According to MaryJo Finocchiaro, Chief Financial Officer for BRE Hotels & Resorts, at this stage in the current cycle, optimism for perpetual gains is being replaced by caution. Nevertheless, she added that pundits agree the next economic downturn will be far milder and shorter in duration than what was suffered in 2008 or earlier recessions felt in 2004 following the dot.com crash and before that in 2001 post 9/11 tragedy.
At this stage in the current cycle, optimism for perpetual gains is being replaced by caution.
-MaryJo Finocchiaro, Executive VP and CFO
MaryJo said hotel upcycles typically last for no more than a decade before the industry encounters a period of softening in demand. Socioeconomic and geopolitical events have also historically plagued the broader macroeconomic landscape in advance of a softening market, she pointed out. MaryJo sited the current Trade War as an example which has created increased volatility and uncertainty, while she added that low unemployment continues to drive wage growth. Thisputs pressure on the hotel and resort industry given the significance of labor expense in relationship to total hotel operating costs.
In addition, she expressed that the Turner Construction Cost Index grew over five percent for the first nine months of 2019 which adversely impacts the cost of new build projects or enhancements to existing hotels and resorts. The Turner Building Cost Index is determined by labor rates and productivity, material prices and the competitive condition of the marketplace. Non-residential fixed investment also declined three percent for the quarter ended September 30, 2019 compared to a decrease of one percent for the second quarter of 2019. At the same time, she added that interest rates have been decreasing from market dynamics and then reduced further by the Fed. MaryJo countered, noting unemployment remains at historical lows, personal income is strong and consumer spending was healthy for the third quarter of 2019 at close to three percent although down sequentially from the second quarter which posted +4.6%. Also U.S. gross domestic product (GDP) posted above expectations during the third quarter at close to two percent but comping against nearly three percent for the third quarter last year she said. She attributes the primary drivers to the quarter’s GDP growth to consumer spending, residential investment, and state and government spending.
MaryJo believes that market participants are largely in consensus that the hospitality industry will remain stable for the balance of 2019 while anticipating that 2020 will be characterized by moderating revenue growth compounded by a continued rise in operating costs – particularly labor expense, property insurance and real estate taxes.
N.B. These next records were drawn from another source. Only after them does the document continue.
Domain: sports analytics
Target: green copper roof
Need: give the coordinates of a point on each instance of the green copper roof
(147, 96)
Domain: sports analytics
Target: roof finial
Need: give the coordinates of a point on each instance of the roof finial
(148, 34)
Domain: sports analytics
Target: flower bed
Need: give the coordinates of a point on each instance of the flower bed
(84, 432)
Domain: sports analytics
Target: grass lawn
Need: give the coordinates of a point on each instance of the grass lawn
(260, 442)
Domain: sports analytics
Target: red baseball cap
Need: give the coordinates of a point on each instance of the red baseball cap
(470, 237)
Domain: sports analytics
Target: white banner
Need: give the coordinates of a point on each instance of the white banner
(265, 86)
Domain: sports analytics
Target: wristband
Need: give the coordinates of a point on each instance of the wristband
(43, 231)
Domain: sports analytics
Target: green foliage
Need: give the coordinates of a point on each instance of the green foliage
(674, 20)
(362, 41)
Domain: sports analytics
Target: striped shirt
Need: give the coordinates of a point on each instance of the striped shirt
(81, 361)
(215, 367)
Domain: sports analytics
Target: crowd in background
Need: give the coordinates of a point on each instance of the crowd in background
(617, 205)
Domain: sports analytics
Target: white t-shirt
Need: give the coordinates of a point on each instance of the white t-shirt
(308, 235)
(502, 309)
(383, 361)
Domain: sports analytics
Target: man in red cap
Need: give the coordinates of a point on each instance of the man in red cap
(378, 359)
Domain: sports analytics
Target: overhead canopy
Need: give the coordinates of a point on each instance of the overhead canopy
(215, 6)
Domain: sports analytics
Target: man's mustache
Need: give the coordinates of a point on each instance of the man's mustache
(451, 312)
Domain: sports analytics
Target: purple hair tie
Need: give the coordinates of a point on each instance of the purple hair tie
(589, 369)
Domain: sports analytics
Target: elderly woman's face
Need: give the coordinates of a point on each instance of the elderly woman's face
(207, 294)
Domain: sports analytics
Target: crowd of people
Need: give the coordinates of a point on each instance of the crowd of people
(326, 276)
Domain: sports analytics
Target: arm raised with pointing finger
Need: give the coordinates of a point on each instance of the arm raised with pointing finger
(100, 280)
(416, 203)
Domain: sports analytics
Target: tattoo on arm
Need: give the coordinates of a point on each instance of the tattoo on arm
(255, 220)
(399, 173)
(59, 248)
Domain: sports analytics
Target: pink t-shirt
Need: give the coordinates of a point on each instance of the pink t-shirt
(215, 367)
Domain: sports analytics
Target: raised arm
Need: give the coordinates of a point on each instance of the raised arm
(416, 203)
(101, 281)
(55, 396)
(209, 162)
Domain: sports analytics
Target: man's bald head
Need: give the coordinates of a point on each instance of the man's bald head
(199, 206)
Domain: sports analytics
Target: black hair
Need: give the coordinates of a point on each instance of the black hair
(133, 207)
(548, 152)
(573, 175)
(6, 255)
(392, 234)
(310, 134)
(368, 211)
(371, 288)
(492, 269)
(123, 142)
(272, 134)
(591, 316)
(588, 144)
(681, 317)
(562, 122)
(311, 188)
She commented that M&A transactions are also expected to continue to be curbed because of unreconciled bid-ask gap between buyers and sellers during 2019 and 2020. Though she remarked that the environment is ripe for hotel owners to refinance debt in order to free up equity in the backdrop of this low interest rate environment.
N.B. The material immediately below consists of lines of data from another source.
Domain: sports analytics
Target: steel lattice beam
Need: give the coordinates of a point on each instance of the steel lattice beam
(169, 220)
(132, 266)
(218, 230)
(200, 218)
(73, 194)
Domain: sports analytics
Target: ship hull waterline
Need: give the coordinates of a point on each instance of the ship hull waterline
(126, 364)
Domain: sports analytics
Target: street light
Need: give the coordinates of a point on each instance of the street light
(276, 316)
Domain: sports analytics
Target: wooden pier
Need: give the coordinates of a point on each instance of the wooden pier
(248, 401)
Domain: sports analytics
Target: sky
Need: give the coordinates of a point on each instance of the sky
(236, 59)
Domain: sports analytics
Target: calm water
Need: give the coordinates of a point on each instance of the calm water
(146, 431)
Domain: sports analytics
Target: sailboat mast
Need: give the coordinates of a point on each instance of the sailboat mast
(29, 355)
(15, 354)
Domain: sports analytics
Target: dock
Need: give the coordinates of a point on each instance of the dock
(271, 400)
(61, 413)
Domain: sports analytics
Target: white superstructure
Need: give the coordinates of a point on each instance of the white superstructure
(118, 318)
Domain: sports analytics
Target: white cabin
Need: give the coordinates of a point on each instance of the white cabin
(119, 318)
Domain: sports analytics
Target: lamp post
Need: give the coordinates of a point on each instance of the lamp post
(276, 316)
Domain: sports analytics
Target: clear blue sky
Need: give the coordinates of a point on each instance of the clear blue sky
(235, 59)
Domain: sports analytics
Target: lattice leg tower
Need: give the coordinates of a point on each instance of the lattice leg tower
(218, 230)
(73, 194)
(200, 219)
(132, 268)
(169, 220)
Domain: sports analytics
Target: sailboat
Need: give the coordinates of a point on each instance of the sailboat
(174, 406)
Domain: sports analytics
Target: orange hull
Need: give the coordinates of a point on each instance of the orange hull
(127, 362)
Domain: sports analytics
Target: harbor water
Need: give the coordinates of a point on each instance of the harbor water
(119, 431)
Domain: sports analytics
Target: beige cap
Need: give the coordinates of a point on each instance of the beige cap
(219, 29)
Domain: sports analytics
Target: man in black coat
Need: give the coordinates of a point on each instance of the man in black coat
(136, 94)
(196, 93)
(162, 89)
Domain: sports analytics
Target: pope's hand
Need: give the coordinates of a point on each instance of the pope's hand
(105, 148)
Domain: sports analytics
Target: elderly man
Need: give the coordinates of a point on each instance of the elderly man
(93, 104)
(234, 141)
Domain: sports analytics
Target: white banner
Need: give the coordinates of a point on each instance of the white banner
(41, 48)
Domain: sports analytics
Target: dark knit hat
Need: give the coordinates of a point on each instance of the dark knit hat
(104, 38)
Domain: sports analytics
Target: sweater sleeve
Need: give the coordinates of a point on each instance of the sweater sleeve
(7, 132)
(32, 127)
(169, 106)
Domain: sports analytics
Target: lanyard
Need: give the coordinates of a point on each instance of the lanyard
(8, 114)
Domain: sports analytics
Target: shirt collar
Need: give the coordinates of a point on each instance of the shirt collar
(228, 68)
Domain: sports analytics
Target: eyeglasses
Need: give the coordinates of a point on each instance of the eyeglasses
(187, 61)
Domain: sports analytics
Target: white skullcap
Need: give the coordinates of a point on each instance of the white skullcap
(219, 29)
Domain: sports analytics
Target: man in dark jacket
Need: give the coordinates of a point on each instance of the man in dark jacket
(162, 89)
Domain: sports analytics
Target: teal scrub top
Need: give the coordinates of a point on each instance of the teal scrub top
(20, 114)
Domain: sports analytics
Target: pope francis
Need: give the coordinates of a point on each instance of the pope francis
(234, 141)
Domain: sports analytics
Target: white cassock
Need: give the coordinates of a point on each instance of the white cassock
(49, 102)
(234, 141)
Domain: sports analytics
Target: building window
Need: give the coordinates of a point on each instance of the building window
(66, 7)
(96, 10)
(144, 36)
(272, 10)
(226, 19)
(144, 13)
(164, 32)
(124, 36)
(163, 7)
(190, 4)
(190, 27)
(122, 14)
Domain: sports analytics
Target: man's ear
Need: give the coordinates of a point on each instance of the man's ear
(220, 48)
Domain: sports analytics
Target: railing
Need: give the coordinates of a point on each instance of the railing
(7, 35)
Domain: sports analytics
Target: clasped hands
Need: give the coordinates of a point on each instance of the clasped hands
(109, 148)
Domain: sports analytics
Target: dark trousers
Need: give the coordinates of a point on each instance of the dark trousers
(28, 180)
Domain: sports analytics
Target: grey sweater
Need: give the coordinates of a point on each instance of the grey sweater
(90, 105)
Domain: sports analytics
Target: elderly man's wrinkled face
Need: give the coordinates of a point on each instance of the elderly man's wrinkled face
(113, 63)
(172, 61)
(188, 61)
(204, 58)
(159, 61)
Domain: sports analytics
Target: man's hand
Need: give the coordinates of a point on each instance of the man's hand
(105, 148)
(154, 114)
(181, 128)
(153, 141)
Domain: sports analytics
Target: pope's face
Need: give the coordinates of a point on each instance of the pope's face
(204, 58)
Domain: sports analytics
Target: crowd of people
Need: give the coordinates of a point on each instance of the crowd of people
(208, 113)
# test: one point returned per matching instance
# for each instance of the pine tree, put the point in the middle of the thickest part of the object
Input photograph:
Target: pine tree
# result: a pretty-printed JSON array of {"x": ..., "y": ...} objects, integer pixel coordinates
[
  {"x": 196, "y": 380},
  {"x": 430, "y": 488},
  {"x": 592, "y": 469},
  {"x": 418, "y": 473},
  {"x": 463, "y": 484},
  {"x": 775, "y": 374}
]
MaryJo thinks the industry is narrowing around an economic recession to originate and conclude in 2021. She added that with the impact of the expected recession, the industry will likely see a dip in national housing starts given escalating construction costs.Resort capital spend is also expected to slow as well as broader business investment, new car sales will probably lag and of course other discretionary consumer spending including in hotels and resorts will decrease. Money spent by consumers on non-essential purchases such as vacations and luxury items are the first hit by reduced demand in a tempering economy. But she underscored that hotel owners are especially well poised to weather an impending recession. Acquisition and lender underwriting have remained tight. MaryJo concluded by saying she is bullish on the post-recession outlook conveying that hotel owners will undoubtedly benefit from opportunities created through the post-recession recovery.